The ICRC, on its blog Intercross, has responded to a pair of recent articles in Slate on weapons. It's an interesting exchange---well worth a look.
First, Slate ran this piece by Brad Allenby and Carolyn Mattick entitled, "Why We Need New 'Rules of War': Individually Addressing New Technologies Like Drones Isn't Enough. We Need to Rewrite the Rule Book." It argues:
It isn’t that the established laws of war, many centuries in development, have suddenly become completely inapplicable—at the least, some future conflicts will consist of traditional state-to-state combat. But, clearly, technological evolution and concomitant changes in military, cultural, and social domains have rendered virtually all of the fundamental assumptions underlying the laws of war at least potentially contingent. It is unlikely that such fundamental and pervasive change will not affect in some meaningful way doctrines and principles that were formulated and tested under very different and less complex conditions.
We need to develop a sophisticated and adaptive institutional capability to recognize critical change as it happens, understand the implications across multiple domains, and respond in ways that are rational, ethical, and responsible. Calls for new treaties regarding specific technologies—cyberconflict, lethal autonomous robots, or drones—to some extent reflect this inchoate need. But useful as they may be as learning experience, they are mere attempts to update an already obsolete international regime. They neither appreciate, nor respond to, the enormity of the challenge before us: to create new and viable laws of conflict that represent a modern, sentient, and moral response to the human condition known as war.

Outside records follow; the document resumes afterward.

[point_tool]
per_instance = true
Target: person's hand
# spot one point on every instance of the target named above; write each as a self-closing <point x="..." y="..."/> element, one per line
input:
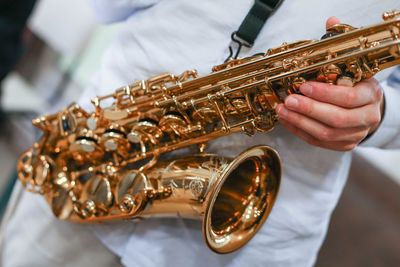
<point x="335" y="117"/>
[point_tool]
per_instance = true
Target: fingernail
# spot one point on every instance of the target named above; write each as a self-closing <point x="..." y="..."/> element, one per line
<point x="291" y="102"/>
<point x="281" y="110"/>
<point x="306" y="89"/>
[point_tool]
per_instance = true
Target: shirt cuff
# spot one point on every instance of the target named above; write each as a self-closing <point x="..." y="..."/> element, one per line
<point x="389" y="128"/>
<point x="107" y="11"/>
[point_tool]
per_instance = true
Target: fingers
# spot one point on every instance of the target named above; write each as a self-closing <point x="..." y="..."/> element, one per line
<point x="333" y="145"/>
<point x="322" y="131"/>
<point x="332" y="21"/>
<point x="364" y="93"/>
<point x="328" y="114"/>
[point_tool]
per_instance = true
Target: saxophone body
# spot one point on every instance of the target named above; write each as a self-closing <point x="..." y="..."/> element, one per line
<point x="105" y="165"/>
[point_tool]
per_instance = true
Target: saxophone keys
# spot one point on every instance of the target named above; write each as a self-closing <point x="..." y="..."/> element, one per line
<point x="114" y="139"/>
<point x="144" y="131"/>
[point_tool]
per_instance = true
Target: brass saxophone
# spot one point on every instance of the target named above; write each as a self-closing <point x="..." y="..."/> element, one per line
<point x="104" y="165"/>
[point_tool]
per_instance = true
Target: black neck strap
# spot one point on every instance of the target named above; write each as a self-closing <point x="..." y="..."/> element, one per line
<point x="253" y="23"/>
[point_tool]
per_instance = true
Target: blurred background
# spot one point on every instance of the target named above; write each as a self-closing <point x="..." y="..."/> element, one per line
<point x="63" y="45"/>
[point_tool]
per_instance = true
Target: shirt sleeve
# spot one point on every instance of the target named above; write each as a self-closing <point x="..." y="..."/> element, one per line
<point x="109" y="11"/>
<point x="388" y="133"/>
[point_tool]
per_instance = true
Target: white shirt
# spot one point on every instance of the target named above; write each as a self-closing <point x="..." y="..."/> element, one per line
<point x="177" y="35"/>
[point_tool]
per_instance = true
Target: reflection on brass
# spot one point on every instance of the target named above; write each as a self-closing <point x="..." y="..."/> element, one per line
<point x="104" y="165"/>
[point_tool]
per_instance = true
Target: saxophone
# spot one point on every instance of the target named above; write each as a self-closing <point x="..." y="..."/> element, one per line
<point x="104" y="165"/>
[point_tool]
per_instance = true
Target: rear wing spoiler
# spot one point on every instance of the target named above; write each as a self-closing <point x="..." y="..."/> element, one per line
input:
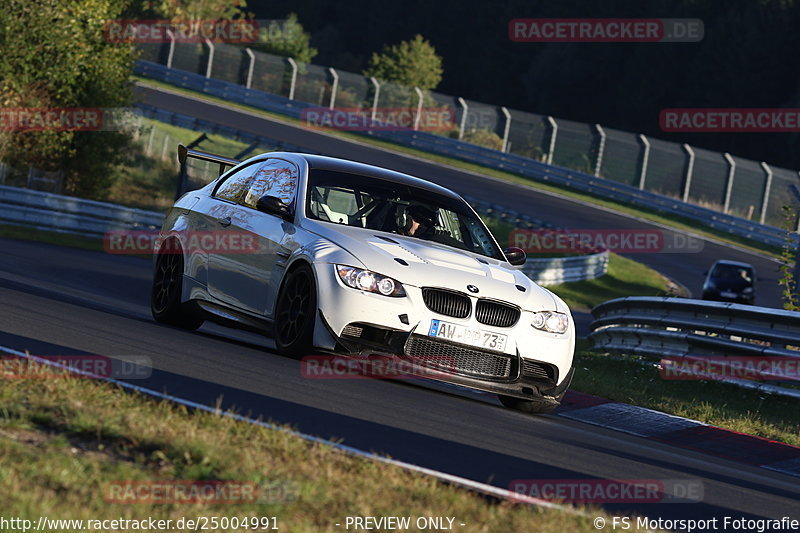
<point x="223" y="162"/>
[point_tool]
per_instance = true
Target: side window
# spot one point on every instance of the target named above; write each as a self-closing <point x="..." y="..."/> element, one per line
<point x="235" y="185"/>
<point x="273" y="178"/>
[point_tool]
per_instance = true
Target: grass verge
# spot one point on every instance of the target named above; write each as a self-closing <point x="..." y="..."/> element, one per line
<point x="715" y="403"/>
<point x="625" y="277"/>
<point x="64" y="440"/>
<point x="673" y="221"/>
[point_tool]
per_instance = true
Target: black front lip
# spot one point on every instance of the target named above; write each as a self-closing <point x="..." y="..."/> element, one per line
<point x="517" y="385"/>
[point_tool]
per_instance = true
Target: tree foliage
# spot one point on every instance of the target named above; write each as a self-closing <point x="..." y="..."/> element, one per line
<point x="413" y="63"/>
<point x="54" y="55"/>
<point x="286" y="38"/>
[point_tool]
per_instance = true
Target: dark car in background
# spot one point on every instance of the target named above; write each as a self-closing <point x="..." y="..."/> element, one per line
<point x="730" y="281"/>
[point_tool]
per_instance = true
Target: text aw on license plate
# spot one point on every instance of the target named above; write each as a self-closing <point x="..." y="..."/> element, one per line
<point x="465" y="335"/>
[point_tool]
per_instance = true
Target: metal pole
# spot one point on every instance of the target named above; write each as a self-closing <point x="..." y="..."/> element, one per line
<point x="553" y="135"/>
<point x="506" y="129"/>
<point x="729" y="184"/>
<point x="463" y="124"/>
<point x="689" y="167"/>
<point x="171" y="53"/>
<point x="767" y="187"/>
<point x="645" y="160"/>
<point x="600" y="149"/>
<point x="294" y="77"/>
<point x="210" y="58"/>
<point x="375" y="98"/>
<point x="334" y="88"/>
<point x="250" y="67"/>
<point x="419" y="107"/>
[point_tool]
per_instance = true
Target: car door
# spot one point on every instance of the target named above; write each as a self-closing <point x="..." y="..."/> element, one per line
<point x="247" y="273"/>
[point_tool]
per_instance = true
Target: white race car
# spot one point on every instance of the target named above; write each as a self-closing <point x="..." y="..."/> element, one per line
<point x="338" y="257"/>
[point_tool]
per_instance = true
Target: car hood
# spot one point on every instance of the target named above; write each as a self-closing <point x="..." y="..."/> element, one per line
<point x="429" y="264"/>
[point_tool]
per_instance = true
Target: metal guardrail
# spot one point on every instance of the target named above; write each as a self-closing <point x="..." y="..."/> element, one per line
<point x="554" y="270"/>
<point x="680" y="329"/>
<point x="531" y="168"/>
<point x="67" y="214"/>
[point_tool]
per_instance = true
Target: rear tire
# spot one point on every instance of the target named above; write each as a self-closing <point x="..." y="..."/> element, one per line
<point x="165" y="296"/>
<point x="295" y="313"/>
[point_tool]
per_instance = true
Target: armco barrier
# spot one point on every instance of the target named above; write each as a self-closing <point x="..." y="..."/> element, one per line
<point x="66" y="214"/>
<point x="680" y="328"/>
<point x="527" y="167"/>
<point x="555" y="270"/>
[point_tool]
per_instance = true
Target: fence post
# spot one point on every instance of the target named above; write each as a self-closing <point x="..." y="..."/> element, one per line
<point x="171" y="52"/>
<point x="463" y="124"/>
<point x="767" y="188"/>
<point x="553" y="135"/>
<point x="210" y="58"/>
<point x="334" y="88"/>
<point x="645" y="160"/>
<point x="250" y="67"/>
<point x="293" y="63"/>
<point x="689" y="167"/>
<point x="375" y="98"/>
<point x="729" y="183"/>
<point x="506" y="128"/>
<point x="600" y="149"/>
<point x="418" y="114"/>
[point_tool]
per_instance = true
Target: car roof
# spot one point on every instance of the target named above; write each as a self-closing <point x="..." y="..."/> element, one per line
<point x="733" y="263"/>
<point x="354" y="167"/>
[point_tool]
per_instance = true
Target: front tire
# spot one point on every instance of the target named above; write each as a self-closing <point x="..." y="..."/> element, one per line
<point x="295" y="313"/>
<point x="165" y="296"/>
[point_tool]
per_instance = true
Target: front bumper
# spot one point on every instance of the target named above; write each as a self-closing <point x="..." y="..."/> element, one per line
<point x="510" y="375"/>
<point x="533" y="365"/>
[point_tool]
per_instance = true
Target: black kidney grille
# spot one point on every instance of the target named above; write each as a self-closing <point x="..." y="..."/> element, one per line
<point x="538" y="370"/>
<point x="497" y="314"/>
<point x="448" y="303"/>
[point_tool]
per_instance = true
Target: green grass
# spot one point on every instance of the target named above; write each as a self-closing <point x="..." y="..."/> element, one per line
<point x="148" y="181"/>
<point x="24" y="233"/>
<point x="715" y="403"/>
<point x="670" y="220"/>
<point x="625" y="277"/>
<point x="63" y="440"/>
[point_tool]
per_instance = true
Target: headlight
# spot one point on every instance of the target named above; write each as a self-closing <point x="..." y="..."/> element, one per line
<point x="551" y="321"/>
<point x="365" y="280"/>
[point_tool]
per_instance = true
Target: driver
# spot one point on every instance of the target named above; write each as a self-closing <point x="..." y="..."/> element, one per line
<point x="422" y="221"/>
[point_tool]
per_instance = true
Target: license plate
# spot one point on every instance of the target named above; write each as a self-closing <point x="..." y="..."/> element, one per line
<point x="464" y="335"/>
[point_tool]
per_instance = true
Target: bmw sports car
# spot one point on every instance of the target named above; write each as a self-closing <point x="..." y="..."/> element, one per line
<point x="329" y="256"/>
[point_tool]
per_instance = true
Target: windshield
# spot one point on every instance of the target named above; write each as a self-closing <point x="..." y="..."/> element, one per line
<point x="381" y="205"/>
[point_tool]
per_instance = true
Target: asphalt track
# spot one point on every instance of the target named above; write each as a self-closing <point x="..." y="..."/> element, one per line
<point x="63" y="301"/>
<point x="685" y="268"/>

The following day, Slate ran this piece by Fritz Allhoff on "The Paradox of Nonlethal Weapons: Under International Law, Killing an Enemy is More Permissible than Blinding Him." It argues:
As military technologies develop, nonlethal weapons offer much promise. Riot control and other dispersing technologies—such as the Active Denial System, which is a millimeter-wave transmitter used for crowd control—can de-escalate conflict and, with it, limit human costs. Nevertheless, the ICRC and international humanitarian law take a dim view of at least some nonlethal weapons, despite allowing lethal counterparts. In doing so, though, these bodies owe an answer to a quite basic question: How can lethal weapons be preferable to nonlethalweapons? Of course it would be better if we didn’t have to use either. But until conflict can be eradicated like smallpox, we need to disarm the paradox.
Neil Davison of the ICRC responded yesterday, arguing as to new technologies that:
Often when new technologies and weapons emerge there are concerns expressed that they are not covered by existing law. In fact, as mentioned above, the opposite is true. Existing international humanitarian law always applies to new weapons and employment of new technological developments in warfare.
Nevertheless, some new technologies may raise questions of whether existing law is sufficiently clear or whether it needs to be elaborated to take account of specific challenges raised by new technologies. The advent and expansion of ‘cyber warfare’ and the use of remote controlled systems, such as drones, and automated weapons raise some of these challenges. As do considerations of developing autonomous weapon systems in the future. Still, the fact that a particular means or method of warfare is not specifically regulated, does not mean that it can be used without restriction.
From the ICRC’s perspective it is crucial to have an informed discussion about the potential adverse effects of new technologies in light of their specific characteristics and their foreseeable humanitarian impact, as well as their implications for international humanitarian law. This is to ensure they are not employed prematurely, in a manner where respect for international humanitarian law cannot be guaranteed. This type of international discussion is well underway.
In sum, with new means and methods of warfare the important question is not whether a given technology is ‘good’ or ‘bad’ in itself, but to consider the particular characteristics of the weapon, the circumstances of its use, and its compatibility with international law.
As to non-lethal weapons, Davison writes:
The question of context is illustrated by the well-worn discussion about so called “non-lethal weapons”. A range of old and new weapons technologies have been described and promoted collectively as “non-lethal weapons”. However, it is misleading to characterise any weapon in terms of ‘lethality’ or ‘non-lethality’. A hand gun can be used is a ‘non-lethal’ manner, for example by firing a warning shot in the air, just as a plastic bullet can kill at short range and ‘tear gas’ can kill in enclosed spaces. The outcome of use of a weapon will be dependent on the characteristics of the particular weapon, the specific context of its use, and the individual vulnerabilities of the victim.
In other words, for the purposes of international humanitarian law there are no new “non-lethal weapons”, only new weapons. Each weapon, however it is labelled, must be assessed and reviewed individually to ensure its use would be compatible with international law. Generalisations are unhelpful as each weapon will have its own unique characteristic and injury mechanisms, which may vary from conventional ‘kinetic’ force to unconventional effects using chemicals, electricity, acoustic energy, and electromagnetic energy.
Furthermore, certain weapons may already be restricted or prohibited by internationally agreed treaties. Sometimes the reasons for existing restrictions agreed by States may not be immediately apparent to the outside observer, but these become clear with further understanding of their origins.